Для того чтобы довести до конца это указанное Бюлером, а также Ревесом различие, вступает в дискуссию Марр. Защиту и поддержку он получает в лице современной ему школы когнитивной психологии, сформировавшейся вокруг Выготского. Она постулирует, что слово есть вначале «условный заместитель жеста», вследствие чего первые слова можно было бы корректно перевести только посредством указательных жестов[102]. В известной степени Марр радикализирует этот аргумент, не признавая, что такого рода перенос относится только к ранней онтогенетической или филогенетической фазе в развитии языка. В язык всегда вписано его дейктическое измерение – точно так же, как никакой язык не может возникнуть без руки, рот всегда говорит вместе с рукой – даже тогда, когда на первый взгляд кажется, что она бездействует. Согласно Марру, «рука или руки были языком человека»[103]. В этом отношении звуковая речь всегда несет в себе жест, она его высказывает, она есть звуковой жест.

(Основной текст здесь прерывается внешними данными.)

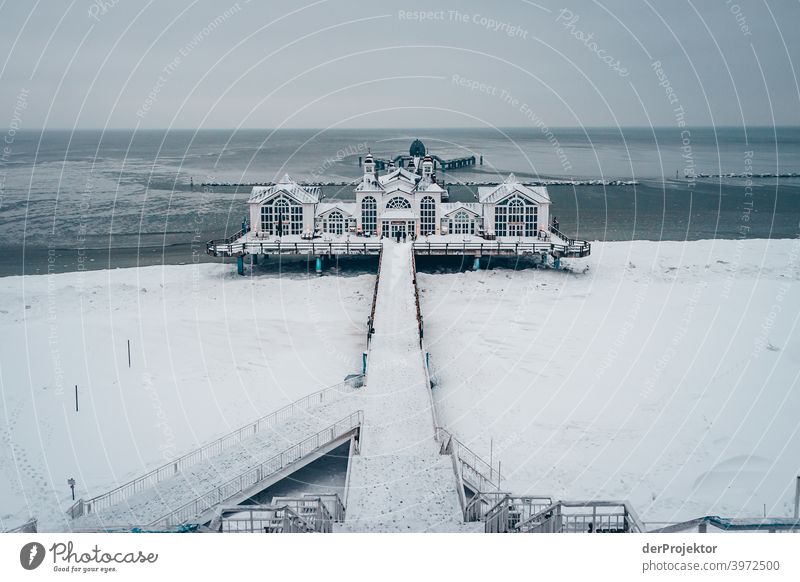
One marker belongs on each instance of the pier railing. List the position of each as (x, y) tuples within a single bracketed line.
[(30, 526), (511, 511), (118, 494), (239, 484), (583, 517), (573, 249), (371, 320), (266, 519), (310, 247)]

Палеолингвистические гипотезы Марра о происхождении артикуляции практически не получили дальнейшего развития в лингвистике, зато оказались очень привлекательными для поэтологических дискуссий о стыке слова и руки. В период модернизма поиском основ языка и универсальной lingua franca занимались не только исследования, посвященные истории языка. Также и поэтика ведет напряженный поиск новых форм говорения и обращается к началам языка и «примитивным» стадиям человеческой коммуникации. Здесь марризм получает скрытую и до сих пор едва ли изученную рецепцию. Тезисы Марра становятся предметом своеобразных интерпретаций с целью использовать их для лингвистического подкрепления литературных теорий жестового языка. Так, Андрей Белый выворачивает наизнанку тезис Марра о руке как языке (органе тела) человека, а Алексей Толстой извлекает из марровской глоттогонии типологию нарративных жестов. Но прежде чем обратиться к глоссолалической перверсии модели линейного ручного языка у Белого, следует пристальнее рассмотреть отчасти скрытый, отчасти явный «нарратологический марризм» Алексея Толстого.

3. Поэтологическая парадигма

3.1. Res gestae: писать историю по жестам (Алексей Толстой)

Художественная фраза появляется как выражение системы жестов[104].

Толстой не только многократно высказывался по поводу палеолингвистических вопросов. Он детально объяснял связь между историей литературы и историей языка в своих метатекстуальных комментариях и в конечном итоге объявил эту связь концептуальным центром своей поэтологической программы. Оба дискурса – лингвистический и литературный – пересекаются у Толстого в жесте. Не только действия и события истории оказываются у Толстого в буквальном смысле res gestae. Из жеста он дистиллирует особую модель повествования и писательской манеры. Жесты выступают у него и как события рассказываемой истории, и как события самого говорения и повествования.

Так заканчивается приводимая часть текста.